The one thing that makes me feel good about this whole encounter is that I wasn't the only one doing something, and maybe something I did started a snowball rolling. Maybe all those people would have done what they did anyway, but it might also be true that it just took one person to make the first link in the chain for the others to fall into place: clink, clink, clink.
Then there's the question of motivation. We like to think we're capable of altruism, but I wonder if we are? Even if we're not doing something with a conscious thought of gain or pain avoidance, our internal, subconscious motives are seldom pure. Sitting in that cafe with my dryish coat and built-in extra layer of insulation, I was cold, but not freezing. I have a warm place to go to, with a hot shower and dry clothes. So there's a There but for the Grace of God element of motivation. Simple gratitude in action. There's the fact that I believe that what goes around comes around and that I should make regular deposits in what my friend Matt used to call the Karma Bank. There's my own fear that I might someday be in that position and no one will help me and this is a magical-thinking solution to staving off that possibility. There's the Golden Rule, and the later injunction to care for "widows and orphans" metaphorical and otherwise that I grew up with. There's my new-found sense of the importance of compassion that I'm coming to embrace. And, of course, the little self-aggrandizement I get out of writing and posting this for millions of people to read. No, the motives aren't pure at all. But sometimes, I believe, it's also just the doing that matters.
None of us did very much: a cup of coffee, a muffin, a blanket, some clothes, the summoning of some "official" help that might be refused in the end. It's easy to fall into self-congratulation in a situation like this, until you remember that nothing got solved, only temporarily averted. And maybe not even that. No problems got solved in a permanent way, but perhaps they never do. And perhaps that's just a cop-out, to say that. There are people who think that big, and turn those thoughts into action, but I'm not one of them. Faced with a problem as big (or as small, depending on your perspective) as two cold homeless people, I don't really know what to do, besides what I did. Maybe that was enough, maybe not. But for a half hour or so, a few people gave a shit about a couple of complete strangers. There must be something good about that.

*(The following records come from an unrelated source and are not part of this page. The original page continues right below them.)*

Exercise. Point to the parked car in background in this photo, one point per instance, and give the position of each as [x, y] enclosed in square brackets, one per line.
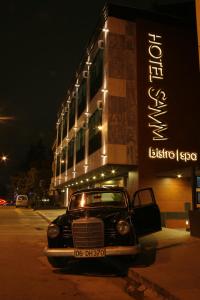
[102, 222]
[21, 201]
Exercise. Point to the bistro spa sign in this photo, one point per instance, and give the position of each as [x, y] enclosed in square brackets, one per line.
[157, 107]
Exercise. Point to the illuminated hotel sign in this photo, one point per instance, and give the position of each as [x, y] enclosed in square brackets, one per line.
[157, 106]
[173, 155]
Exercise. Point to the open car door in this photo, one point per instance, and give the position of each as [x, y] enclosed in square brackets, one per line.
[146, 213]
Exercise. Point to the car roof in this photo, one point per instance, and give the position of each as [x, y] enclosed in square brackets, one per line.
[100, 189]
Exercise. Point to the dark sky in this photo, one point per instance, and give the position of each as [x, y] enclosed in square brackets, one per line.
[42, 42]
[41, 46]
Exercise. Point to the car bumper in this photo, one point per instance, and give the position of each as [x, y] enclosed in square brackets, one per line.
[109, 251]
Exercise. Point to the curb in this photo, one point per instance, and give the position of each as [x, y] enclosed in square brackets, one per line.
[141, 288]
[43, 216]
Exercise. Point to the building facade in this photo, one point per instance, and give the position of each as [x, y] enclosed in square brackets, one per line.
[130, 117]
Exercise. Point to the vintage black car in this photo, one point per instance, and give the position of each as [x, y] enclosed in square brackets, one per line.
[102, 222]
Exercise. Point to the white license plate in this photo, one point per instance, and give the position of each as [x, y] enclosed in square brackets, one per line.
[96, 252]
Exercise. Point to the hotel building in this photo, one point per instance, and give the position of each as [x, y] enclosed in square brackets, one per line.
[131, 114]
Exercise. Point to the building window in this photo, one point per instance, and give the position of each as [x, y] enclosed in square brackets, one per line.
[70, 154]
[82, 97]
[63, 160]
[94, 132]
[64, 125]
[96, 73]
[72, 113]
[80, 145]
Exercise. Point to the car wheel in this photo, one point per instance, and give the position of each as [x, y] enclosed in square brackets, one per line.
[57, 262]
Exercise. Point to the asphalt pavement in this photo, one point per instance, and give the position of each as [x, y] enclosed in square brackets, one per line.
[167, 268]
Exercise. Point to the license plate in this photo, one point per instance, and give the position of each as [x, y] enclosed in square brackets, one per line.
[97, 252]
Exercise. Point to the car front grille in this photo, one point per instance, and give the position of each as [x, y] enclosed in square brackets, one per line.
[88, 233]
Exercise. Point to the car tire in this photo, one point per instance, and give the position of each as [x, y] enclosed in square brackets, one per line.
[58, 262]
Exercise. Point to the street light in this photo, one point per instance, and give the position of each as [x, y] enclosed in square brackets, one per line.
[4, 158]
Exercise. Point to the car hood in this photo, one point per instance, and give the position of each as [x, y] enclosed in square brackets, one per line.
[105, 214]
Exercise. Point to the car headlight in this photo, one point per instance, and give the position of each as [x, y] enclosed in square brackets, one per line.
[53, 231]
[123, 227]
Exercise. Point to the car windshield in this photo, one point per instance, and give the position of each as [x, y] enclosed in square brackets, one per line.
[94, 199]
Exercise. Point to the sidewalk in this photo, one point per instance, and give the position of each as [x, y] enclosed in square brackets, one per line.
[168, 267]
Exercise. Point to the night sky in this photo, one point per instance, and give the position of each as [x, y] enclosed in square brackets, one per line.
[41, 46]
[42, 42]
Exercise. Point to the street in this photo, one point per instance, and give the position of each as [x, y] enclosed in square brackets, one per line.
[27, 275]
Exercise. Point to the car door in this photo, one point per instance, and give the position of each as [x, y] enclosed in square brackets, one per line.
[146, 213]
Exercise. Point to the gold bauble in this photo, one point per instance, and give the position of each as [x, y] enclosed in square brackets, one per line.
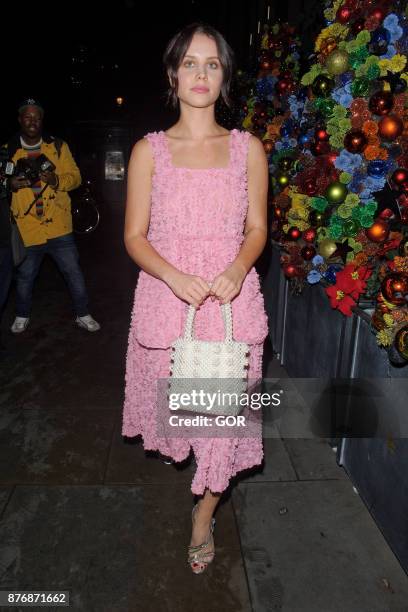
[327, 248]
[337, 62]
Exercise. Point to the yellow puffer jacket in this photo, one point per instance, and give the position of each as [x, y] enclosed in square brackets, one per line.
[56, 220]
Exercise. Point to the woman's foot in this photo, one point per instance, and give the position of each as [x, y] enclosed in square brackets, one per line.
[201, 550]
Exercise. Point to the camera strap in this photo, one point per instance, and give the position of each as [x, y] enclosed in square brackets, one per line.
[37, 197]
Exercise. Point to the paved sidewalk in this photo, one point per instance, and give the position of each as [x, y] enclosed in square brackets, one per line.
[81, 510]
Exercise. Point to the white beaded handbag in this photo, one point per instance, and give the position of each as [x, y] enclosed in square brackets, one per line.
[219, 368]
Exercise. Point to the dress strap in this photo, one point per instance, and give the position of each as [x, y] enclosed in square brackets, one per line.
[240, 150]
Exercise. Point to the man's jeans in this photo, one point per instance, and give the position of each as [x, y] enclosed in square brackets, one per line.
[6, 273]
[64, 252]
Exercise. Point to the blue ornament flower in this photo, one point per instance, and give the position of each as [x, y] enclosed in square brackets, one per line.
[313, 277]
[330, 274]
[317, 260]
[391, 24]
[342, 95]
[377, 168]
[391, 51]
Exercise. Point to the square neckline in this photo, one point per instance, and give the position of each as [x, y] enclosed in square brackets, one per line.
[224, 168]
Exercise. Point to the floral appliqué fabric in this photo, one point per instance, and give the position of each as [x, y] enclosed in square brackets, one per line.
[197, 224]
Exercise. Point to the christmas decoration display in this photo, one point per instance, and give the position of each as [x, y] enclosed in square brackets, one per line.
[338, 154]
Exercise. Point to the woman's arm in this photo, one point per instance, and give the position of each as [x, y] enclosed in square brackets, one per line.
[256, 222]
[228, 284]
[139, 184]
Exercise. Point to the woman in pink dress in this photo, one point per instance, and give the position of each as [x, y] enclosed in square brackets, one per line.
[195, 224]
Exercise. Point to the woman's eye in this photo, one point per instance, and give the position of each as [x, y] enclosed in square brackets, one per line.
[212, 64]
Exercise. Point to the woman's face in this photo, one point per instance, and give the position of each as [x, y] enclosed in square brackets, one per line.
[200, 73]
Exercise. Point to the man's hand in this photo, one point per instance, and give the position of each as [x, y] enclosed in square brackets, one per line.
[19, 182]
[49, 177]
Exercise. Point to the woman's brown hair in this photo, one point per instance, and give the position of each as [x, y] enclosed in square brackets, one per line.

Maybe it's not so bad to let me out in the world when I'm PMSing and weepy, if this is what comes of it.
None of us can solve all of the problems in the world. It would have been better if this man hadn't been on the verge of hypothermia, or could take care of himself with Western medicine rather than faith, or that we had a social system that cared enough to keep people from winding up in his situation. But you and the others did something meaningful and merciful when it was needed. That is a beautiful thing.
Posted by: Kristin | April 13, 2007 at 01:06 AM
What Kristin said . . . absolutely. St. Therese of Lisieux got it so right: "If I cannot do great things, I can do small things in a great way."
Bless you, Ann. Bless you. Now I'm tearing up.
Posted by: Rob | April 13, 2007 at 09:28 AM
Thanks for the support, peeps. I guess that's what we're all here for, isn't it?